The #[no_mangle] is to improve readability in the resulting ASM. The #inline(never) and the random_enough_value as well as the black_box are used to prevent LLVM to optimize things we don't want to be optimized. The generated ASM of this (in release mode!) with some cleanup looks like:

with_for:                       |   with_while:
    testq   %rdi, %rdi          |       testq   %rdi, %rdi
    je  .LBB0_3                 |       je  .LBB1_3
    decq    %rdi                |   
    leaq    -8(%rsp), %rax      |       leaq    -8(%rsp), %rax
.LBB0_2:                        |   .LBB1_2:
    movq    %rdi, -8(%rsp)      |       movq    %rdi, -8(%rsp)
    decq    %rdi                |       decq    %rdi
    cmpq    $-1, %rdi           |       
    jne .LBB0_2                 |       jne .LBB1_2
.LBB0_3:                        |   .LBB1_3:
    retq                        |       retq

The only difference is that with_while has two instructions less, because it's counting down to 0 instead of -1, like with_for does.

Conclusion: if you can tell that the asymptotic runtime is optimal, you should probably not think about optimization at all. Modern optimizers are clever enough to compile high level constructs down to pretty perfect ASM. Often, data layout and resulting cache efficiency is much more important than a minimal count of instructions, anyway.

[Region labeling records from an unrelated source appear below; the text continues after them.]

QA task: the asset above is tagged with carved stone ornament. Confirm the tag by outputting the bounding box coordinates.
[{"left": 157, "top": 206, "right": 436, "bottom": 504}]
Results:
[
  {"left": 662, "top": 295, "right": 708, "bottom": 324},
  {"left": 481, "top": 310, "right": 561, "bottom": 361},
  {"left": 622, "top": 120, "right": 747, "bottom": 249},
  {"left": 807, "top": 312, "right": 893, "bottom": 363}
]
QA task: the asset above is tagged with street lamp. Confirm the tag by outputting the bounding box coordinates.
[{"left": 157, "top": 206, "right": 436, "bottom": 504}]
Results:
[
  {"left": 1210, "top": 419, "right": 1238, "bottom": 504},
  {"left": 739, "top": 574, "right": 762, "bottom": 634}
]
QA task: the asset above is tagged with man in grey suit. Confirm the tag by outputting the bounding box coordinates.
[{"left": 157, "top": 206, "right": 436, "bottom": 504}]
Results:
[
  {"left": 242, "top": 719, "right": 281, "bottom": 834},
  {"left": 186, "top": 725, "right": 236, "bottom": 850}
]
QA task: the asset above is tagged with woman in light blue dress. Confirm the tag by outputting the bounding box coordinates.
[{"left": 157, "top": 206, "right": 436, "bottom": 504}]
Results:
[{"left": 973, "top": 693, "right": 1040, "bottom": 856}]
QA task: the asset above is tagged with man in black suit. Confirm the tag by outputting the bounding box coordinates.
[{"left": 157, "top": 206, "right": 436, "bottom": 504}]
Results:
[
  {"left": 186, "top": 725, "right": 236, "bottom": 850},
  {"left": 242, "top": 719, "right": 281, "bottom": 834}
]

If you actually need to think about optimization though, look at the ASM (or LLVM IR). In this case the for loop is actually a bit slower (more instructions, comparison with -1 instead of 0). But the number of cases where a Rust programmers should care about this, is probably miniscule.

Lukas Kalbertodt
  • 79,749
  • 26
  • 255
  • 305
1

For small N, it really shouldn't matter.

Rust is lazy on iterators; 0..n won't cause any evaluation until you actually ask for an element. rev() asks for the last element first. As far as I know, the Rust counter iterator is clever and doesn't need to generate the first N-1 elements to get the Nth one. In this specific case, the rev method is probably even faster.

In the general case, it depends on what kind of access paradigm and access time your iterator has; make sure that accessing the end takes constant time, and it doesn't make a difference.

As with all benchmarking questions, it depends. Test for your N values yourself!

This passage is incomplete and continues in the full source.